I was born and raised in East Tennessee and spent my childhood hiking in the Great Smoky Mountains, wading barefoot in creeks, chasing salamanders, fish, and frogs. We loved to tell stories while sitting around the campfire.
Those days of frog chasing sparked my interest in biology. I am a working scientist by day, but I never lost my love of telling stories.
I write contemporary fantasy, fantasy romance, and contemporary romance. My stories feature unlikely heroes and heroines who face a healthy dose of angst as they strive for redemption and a happily ever after, which everyone deserves. I live in Nashville, Tennessee with my husband, two children, three cats, and my very active imagination.
What inspires you to write romance books?
I read a lot—non-fiction/technical writing and fiction in all genres, but romance is my go-to. There's just something so satisfying about a great love story. I love the thrill of that first spark of attraction, how characters grow through relationships (especially when those relationships are tested), and that wonderful feeling when the hero and heroine (or hero/hero, heroine/heroine) find a happily ever after. It felt natural to write the kinds of stories I loved to read, which is what led me to romance.
Tell us about how you write:
My process starts with a character or characters, usually the hero or heroine. Most of the time they just appear. When I’m writing the first scene (total pantser here), I get am image of the character doing something while they’re thinking. I get to be a voyeur as they go about their business, and they’ll reveal something to me that’ll be important to their story. That’s how it usually works. If I already know a character from a previous book (side character or character who’s come back to help/hinder the protags of a subsequent book), it’s easier to dig in because I already know that character and have a good idea of the motivation and obstacles.

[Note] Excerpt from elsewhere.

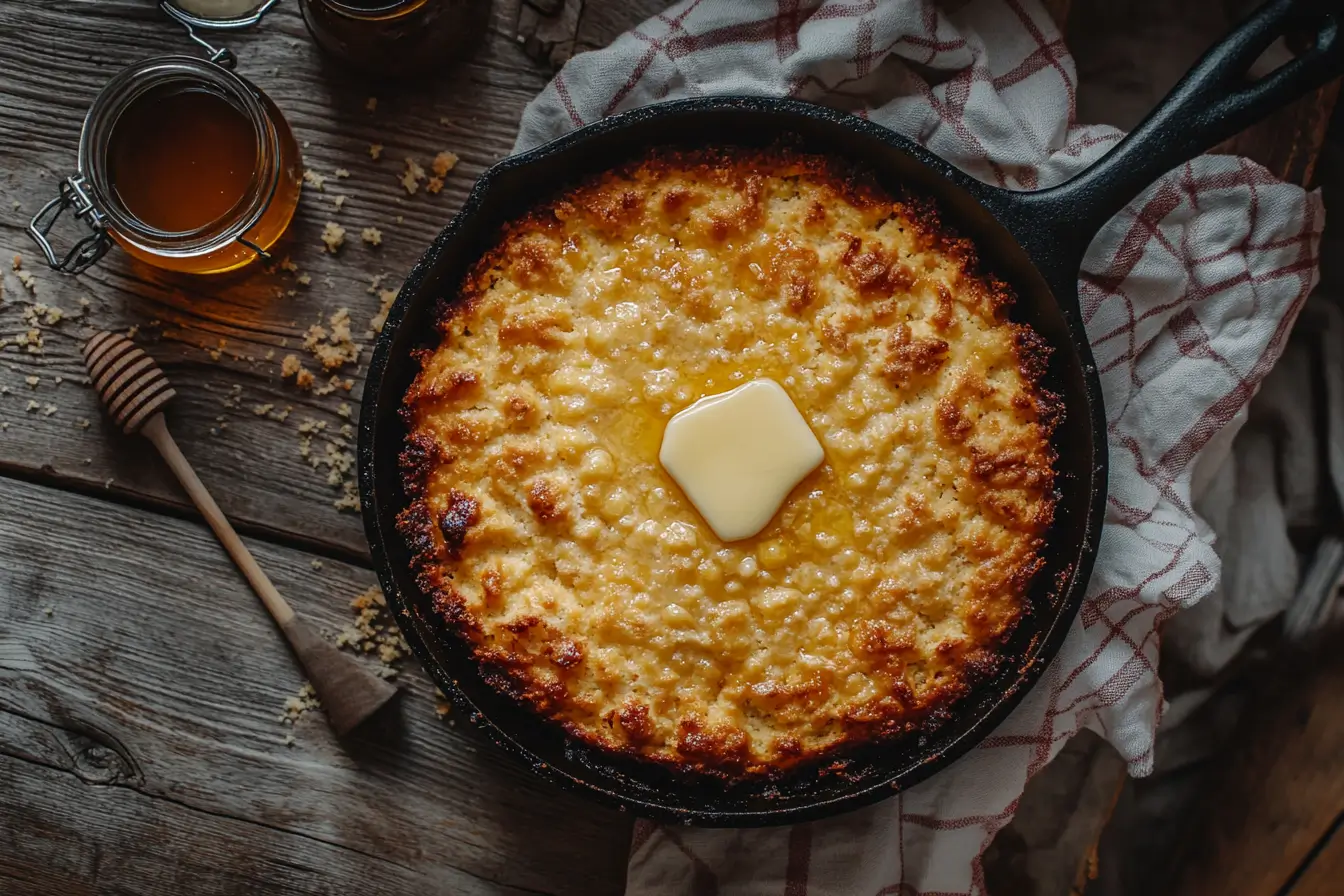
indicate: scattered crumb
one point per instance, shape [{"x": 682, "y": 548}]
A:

With a new character, it’s wonderful and exciting to “meet them.” Take Vance Idol from Southern Elemental Guardians Book 1. He showed up sitting on stage in an empty venue, looking wounded and sexy (as rock stars do), as he played and sang with his whole heart and soul. It was beautiful, but there was no joy in it. All of that talent and he just…didn’t seem to care. It made me mad. And, by extension, it infuriated his heroine, a mermaid who couldn’t sing because of her deadly siren call and would give ANYTHING to have the freedom he had. That’s how it started with Book 1. Seems to be my process.
Do you listen (or talk to) to your characters?

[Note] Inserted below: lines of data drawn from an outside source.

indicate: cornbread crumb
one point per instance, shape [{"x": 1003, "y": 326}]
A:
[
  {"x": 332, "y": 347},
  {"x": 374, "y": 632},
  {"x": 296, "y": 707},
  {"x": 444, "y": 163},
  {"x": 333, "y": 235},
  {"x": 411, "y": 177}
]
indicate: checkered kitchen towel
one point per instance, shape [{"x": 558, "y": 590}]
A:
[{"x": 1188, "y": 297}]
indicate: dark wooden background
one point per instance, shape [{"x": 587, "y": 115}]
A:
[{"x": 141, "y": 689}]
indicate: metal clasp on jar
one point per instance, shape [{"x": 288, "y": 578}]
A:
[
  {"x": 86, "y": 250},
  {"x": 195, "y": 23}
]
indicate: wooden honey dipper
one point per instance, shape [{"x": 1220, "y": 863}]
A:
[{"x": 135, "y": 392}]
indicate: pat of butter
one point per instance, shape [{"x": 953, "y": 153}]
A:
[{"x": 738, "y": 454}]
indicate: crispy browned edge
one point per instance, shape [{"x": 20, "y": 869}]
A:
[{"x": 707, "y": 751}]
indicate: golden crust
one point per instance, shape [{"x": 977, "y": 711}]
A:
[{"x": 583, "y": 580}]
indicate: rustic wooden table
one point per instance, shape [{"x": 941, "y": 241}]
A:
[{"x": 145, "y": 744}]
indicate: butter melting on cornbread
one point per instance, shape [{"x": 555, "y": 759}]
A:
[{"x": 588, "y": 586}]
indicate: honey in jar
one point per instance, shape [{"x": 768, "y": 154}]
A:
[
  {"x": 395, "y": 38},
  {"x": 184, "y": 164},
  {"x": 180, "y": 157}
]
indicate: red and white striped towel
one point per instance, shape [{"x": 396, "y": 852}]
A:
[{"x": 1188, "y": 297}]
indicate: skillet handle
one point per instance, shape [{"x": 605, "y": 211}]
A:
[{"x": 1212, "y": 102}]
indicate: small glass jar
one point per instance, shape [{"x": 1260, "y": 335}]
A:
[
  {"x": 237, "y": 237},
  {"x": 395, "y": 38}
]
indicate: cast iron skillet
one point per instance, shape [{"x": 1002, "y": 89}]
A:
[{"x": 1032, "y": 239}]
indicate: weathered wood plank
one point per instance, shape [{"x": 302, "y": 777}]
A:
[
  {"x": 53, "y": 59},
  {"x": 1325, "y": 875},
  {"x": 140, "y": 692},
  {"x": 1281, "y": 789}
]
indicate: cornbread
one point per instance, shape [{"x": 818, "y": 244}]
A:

I always listen to my characters! They appear first and tell me their story. I do talk back, too, especially when they stop talking!
What advice would you give other writers?
Aside from the standard advice (practice, study craft, join professional organizations, etc.), I would say this to romance writers who are getting started: whatever you're working on, finish it! I've known so many amazing and talented writers who've been stymied for years because they simply could not finish a project. Some can't get past the first chapters because they aren't 'perfect' or 'good enough.' Others get so caught up in editing as they draft that they never get to the end. I get it, and I've fallen into the same traps, but unless an author finishes her/his projects, that author will never publish. Just get it done. You can always go back and revise, rewrite, edit, and polish a draft, but you have to have a finished draft first.
How did you decide how to publish your books?
For this particular series, my agent shopped it around for about a year and a half. We came close to a deal a few times, and we received some very kind rejections. The editors to whom we submitted loved the writing and the story, but they passed largely because cross-genre stories can be difficult for traditional publishers to market. It's all about where the book goes on the shelf. Southern Elemental Guardians blends mythology, urban fantasy, and paranormal romance. Yes, there are shifters, but not your garden variety were-creatures. No vampires or witches, either. Mermaids are considered somewhat niche by New York publishing. So Indie was the best fit for this series.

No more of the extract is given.